===== Enforcing Memory Allocation =====
On the cluster, slurm is configured to treat memory as a "consumable resource". That means that you should be careful to specify how much memory your job needs. By default your job will be allocated 8GB per core that it has requested. By default 1 core is allocated, in which case 8GB of memory would be allocated to your job. If your job attempts to use more than its memory allocation **it will be killed by the operating system**.
You can change the amount of memory your job is allocated using either the “–mem” option, or the “–mem-per-cpu” option on sbatch.

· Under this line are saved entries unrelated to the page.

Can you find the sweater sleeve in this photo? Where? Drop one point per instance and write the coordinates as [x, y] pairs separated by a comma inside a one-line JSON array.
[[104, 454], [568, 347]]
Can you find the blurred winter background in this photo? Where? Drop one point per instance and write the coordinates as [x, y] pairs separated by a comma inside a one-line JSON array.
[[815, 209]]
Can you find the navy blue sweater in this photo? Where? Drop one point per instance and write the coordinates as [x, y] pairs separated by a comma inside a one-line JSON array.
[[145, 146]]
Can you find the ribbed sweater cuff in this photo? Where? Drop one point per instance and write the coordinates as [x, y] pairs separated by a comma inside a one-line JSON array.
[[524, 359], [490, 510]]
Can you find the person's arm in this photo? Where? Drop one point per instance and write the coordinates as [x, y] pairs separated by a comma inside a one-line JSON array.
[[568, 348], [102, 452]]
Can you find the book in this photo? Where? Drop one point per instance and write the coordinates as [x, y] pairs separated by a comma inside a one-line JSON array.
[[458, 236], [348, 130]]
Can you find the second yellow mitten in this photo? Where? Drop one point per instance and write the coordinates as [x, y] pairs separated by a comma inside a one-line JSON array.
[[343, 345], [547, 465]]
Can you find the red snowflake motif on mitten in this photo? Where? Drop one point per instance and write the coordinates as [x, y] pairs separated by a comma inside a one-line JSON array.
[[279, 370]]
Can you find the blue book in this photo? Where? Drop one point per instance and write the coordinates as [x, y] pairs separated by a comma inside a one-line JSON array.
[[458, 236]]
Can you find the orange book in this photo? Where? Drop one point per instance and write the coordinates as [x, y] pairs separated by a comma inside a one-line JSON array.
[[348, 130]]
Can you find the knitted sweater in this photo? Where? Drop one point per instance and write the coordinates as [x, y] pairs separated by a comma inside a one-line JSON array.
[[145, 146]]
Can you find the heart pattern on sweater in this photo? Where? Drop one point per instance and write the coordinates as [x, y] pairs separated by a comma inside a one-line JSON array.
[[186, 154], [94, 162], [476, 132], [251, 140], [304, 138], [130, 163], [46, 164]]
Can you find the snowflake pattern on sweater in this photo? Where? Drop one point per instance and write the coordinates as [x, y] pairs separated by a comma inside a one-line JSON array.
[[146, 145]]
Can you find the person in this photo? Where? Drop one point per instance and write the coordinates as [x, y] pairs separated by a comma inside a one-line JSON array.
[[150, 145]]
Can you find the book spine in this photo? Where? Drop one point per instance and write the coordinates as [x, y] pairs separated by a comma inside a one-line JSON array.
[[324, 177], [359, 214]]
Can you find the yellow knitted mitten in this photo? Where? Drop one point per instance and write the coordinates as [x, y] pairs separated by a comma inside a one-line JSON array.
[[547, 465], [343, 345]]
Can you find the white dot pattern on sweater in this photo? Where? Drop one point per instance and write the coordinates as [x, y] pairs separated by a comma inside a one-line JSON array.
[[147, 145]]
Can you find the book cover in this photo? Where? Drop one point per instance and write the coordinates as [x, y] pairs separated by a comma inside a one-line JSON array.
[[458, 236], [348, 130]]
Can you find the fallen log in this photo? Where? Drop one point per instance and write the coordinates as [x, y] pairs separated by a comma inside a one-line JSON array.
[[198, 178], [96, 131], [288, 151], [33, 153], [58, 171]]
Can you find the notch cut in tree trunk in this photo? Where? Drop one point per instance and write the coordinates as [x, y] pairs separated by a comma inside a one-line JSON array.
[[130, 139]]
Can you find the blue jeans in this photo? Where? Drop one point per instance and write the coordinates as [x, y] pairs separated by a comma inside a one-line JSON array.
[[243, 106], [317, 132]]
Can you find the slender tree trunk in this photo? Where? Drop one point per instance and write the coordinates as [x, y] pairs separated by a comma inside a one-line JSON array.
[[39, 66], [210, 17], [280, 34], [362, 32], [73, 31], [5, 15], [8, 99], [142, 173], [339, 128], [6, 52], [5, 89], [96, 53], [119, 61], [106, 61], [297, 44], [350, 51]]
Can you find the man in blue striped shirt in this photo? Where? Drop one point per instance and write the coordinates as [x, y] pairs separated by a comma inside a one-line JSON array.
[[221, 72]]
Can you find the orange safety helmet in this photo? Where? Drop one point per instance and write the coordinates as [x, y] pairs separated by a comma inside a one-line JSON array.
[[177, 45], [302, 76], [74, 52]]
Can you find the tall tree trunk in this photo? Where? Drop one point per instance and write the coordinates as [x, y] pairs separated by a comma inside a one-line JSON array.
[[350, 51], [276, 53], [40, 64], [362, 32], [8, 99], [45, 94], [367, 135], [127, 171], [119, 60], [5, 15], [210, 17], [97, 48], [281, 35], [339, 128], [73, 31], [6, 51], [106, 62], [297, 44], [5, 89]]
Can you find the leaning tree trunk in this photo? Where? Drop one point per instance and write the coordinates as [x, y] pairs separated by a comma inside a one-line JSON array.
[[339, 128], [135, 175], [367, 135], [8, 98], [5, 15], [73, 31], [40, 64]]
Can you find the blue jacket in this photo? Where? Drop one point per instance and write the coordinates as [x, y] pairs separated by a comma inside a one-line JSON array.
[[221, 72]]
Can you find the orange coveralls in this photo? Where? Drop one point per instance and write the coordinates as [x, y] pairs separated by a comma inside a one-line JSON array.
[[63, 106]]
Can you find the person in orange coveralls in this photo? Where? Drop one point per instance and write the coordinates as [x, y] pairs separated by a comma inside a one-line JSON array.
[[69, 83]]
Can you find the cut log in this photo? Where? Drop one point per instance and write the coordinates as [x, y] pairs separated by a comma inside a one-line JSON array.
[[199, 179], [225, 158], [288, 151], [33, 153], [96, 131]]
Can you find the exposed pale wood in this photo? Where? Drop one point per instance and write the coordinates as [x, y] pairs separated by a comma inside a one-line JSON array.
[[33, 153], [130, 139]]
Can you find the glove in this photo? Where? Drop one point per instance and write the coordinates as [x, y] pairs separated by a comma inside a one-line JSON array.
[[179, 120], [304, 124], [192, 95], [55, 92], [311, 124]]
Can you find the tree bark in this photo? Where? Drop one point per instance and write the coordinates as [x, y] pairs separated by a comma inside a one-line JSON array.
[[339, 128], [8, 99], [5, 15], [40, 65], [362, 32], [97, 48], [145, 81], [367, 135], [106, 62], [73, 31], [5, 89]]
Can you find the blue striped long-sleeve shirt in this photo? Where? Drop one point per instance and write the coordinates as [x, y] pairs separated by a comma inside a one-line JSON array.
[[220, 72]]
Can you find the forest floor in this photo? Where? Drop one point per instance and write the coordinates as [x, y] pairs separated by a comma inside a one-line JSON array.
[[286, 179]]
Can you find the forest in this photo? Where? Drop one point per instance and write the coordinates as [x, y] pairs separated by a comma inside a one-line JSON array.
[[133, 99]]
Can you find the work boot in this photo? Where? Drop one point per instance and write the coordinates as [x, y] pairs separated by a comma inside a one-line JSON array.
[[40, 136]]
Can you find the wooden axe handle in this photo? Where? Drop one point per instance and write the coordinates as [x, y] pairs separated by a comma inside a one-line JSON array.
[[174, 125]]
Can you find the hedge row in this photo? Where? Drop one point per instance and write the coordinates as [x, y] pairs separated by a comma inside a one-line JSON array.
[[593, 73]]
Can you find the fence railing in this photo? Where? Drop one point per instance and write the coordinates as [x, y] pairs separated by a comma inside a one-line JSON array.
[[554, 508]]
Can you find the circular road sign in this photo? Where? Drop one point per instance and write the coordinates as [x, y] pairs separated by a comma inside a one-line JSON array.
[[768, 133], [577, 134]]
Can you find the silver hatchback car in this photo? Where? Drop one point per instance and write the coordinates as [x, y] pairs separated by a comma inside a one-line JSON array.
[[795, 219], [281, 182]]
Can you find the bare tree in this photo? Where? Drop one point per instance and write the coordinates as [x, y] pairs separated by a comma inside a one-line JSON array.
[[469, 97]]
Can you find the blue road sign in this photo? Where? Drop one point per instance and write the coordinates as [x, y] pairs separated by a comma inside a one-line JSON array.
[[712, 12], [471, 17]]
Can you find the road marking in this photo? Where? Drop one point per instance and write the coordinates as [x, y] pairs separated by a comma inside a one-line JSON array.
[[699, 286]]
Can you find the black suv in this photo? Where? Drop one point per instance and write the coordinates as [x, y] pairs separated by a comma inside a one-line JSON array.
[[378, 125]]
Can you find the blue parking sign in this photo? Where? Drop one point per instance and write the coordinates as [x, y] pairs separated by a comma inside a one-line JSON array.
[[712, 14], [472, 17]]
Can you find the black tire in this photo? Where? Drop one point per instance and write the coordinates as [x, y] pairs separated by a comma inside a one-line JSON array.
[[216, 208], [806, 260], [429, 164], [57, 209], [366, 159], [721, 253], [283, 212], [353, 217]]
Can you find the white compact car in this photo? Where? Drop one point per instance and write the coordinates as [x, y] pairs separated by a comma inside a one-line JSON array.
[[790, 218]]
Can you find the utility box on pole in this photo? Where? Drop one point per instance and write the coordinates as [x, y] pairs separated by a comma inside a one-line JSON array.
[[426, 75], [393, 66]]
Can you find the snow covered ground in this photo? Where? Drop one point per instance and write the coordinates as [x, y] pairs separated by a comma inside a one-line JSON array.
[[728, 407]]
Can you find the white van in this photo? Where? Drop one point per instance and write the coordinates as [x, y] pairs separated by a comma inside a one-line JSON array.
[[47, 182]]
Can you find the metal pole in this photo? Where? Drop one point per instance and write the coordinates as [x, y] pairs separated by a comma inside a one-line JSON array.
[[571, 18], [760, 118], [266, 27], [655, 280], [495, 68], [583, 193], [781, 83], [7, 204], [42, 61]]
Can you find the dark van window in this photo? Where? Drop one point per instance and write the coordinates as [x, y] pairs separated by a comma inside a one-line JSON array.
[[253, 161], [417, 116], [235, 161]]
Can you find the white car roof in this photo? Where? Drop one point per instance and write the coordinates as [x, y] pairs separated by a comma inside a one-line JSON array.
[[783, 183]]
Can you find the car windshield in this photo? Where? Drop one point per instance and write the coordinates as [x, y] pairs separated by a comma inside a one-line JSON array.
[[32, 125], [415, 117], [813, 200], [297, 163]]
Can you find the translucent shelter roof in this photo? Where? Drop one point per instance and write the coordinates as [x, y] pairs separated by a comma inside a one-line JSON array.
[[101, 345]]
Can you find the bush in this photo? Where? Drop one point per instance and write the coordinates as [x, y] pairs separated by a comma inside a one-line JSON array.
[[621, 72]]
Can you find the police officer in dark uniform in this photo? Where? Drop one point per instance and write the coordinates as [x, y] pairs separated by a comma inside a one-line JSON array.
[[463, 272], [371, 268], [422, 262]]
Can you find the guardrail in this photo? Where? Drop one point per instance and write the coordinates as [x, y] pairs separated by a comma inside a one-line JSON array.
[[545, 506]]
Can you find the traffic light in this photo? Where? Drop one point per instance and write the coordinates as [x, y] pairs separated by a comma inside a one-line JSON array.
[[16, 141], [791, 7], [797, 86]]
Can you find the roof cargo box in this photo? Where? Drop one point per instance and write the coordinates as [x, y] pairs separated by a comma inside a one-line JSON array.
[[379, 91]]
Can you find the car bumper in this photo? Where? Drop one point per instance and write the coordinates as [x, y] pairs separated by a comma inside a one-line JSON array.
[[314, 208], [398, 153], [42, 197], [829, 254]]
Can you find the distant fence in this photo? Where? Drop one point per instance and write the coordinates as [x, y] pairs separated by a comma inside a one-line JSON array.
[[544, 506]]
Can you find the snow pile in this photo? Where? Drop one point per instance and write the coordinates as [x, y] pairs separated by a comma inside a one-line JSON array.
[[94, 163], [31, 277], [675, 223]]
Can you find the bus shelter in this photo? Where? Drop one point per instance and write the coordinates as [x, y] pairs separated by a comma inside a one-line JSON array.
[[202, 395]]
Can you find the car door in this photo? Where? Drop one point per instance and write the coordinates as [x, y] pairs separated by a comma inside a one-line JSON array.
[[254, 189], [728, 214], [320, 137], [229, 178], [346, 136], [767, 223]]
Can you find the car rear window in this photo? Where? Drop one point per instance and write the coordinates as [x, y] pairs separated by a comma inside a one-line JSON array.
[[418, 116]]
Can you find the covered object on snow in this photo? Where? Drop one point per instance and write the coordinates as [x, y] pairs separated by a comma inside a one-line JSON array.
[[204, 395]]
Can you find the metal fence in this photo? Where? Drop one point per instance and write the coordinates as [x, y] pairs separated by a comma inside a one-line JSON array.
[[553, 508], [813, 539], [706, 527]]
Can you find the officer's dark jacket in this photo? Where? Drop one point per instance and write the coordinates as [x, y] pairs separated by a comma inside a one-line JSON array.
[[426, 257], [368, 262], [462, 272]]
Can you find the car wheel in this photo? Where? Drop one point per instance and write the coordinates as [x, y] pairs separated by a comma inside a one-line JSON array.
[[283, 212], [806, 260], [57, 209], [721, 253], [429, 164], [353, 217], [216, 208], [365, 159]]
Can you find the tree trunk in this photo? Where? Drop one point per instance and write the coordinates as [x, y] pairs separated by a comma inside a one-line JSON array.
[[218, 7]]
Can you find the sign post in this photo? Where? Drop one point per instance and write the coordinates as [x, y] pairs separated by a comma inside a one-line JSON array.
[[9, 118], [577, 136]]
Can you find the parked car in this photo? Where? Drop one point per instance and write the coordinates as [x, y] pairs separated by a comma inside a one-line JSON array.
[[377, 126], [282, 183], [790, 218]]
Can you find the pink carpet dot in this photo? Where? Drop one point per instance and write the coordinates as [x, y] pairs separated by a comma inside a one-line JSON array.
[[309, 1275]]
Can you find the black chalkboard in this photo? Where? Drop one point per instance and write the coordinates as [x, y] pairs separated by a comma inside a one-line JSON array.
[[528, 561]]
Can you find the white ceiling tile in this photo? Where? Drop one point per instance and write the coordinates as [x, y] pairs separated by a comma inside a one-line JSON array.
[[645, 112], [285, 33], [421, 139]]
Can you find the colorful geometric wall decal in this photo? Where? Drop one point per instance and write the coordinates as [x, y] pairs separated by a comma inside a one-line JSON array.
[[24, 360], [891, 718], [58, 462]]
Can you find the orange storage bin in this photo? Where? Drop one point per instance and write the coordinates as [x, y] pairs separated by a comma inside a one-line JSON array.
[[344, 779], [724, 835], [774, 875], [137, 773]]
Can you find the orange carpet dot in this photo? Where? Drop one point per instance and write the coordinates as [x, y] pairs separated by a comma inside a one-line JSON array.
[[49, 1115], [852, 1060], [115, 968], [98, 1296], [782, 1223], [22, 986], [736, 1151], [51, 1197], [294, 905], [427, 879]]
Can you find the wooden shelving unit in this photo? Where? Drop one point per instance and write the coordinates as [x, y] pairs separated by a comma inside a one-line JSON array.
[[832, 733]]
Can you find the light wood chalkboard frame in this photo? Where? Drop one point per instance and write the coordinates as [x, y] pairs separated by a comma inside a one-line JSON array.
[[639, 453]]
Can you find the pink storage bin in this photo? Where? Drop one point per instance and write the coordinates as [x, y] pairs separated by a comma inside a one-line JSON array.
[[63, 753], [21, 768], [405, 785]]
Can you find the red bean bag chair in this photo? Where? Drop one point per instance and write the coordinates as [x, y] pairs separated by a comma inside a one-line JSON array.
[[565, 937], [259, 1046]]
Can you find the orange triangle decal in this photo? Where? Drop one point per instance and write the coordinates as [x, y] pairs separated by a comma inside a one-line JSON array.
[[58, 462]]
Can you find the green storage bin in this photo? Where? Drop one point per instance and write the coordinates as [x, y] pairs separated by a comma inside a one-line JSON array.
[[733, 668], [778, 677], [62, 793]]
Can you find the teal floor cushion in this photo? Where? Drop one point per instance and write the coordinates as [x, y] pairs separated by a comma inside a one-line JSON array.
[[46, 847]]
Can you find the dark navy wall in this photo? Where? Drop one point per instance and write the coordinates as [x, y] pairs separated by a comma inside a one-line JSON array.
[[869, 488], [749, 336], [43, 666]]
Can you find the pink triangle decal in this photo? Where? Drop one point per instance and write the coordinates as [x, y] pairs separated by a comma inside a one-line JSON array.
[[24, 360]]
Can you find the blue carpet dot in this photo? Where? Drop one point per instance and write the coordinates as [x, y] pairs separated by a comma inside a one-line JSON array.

sbatch --mem=20G my_script.bash
or
sbatch -c 2 --mem-per-cpu=10G my_script.bash
You can request all memory on a node (whatever amount that is) using:
sbatch --mem=0 my_script.bash
If you have no idea how much memory your job will use, but are convinced that it will use more than the default amount (8GB per core allocated to the job), then you should run at least one test case using the **--exclusive** option and the "--mem=0" trick to **sbatch** which allocates you a whole node and all the memory on the node. When you job completes you can then use the **sacct** command to find out how much memory it used.
If you have previously run jobs on the old cluster (before the 2021 update), you can find out how much memory they used by using the **sacct** command. You can either find the job id of a completed job on the old cluster (perhaps from the slurm-NNNNNN.out file name) and then run a command like this:
sacct -j NNNNNN -o elapsed,MaxRSS
Or you can use your user name and the job name (which defaults to the name of the script you submitted) and get a list of all jobs with the same name as follows. This particular command looks for jobs starting from Jan 1st 2020 (the default start time is the most recent midnight, so you likely will want to specify this option).
sacct --user=chris -S 2020-01-01 --name=myscript.bash --format=JobID,AllocCPUS,elapsed,MaxRSS
The output of this command could be parsed to get the maximum amount of memory used by this particular type of job). (If you use the same script name for multiple different jobs, this will mix them up.)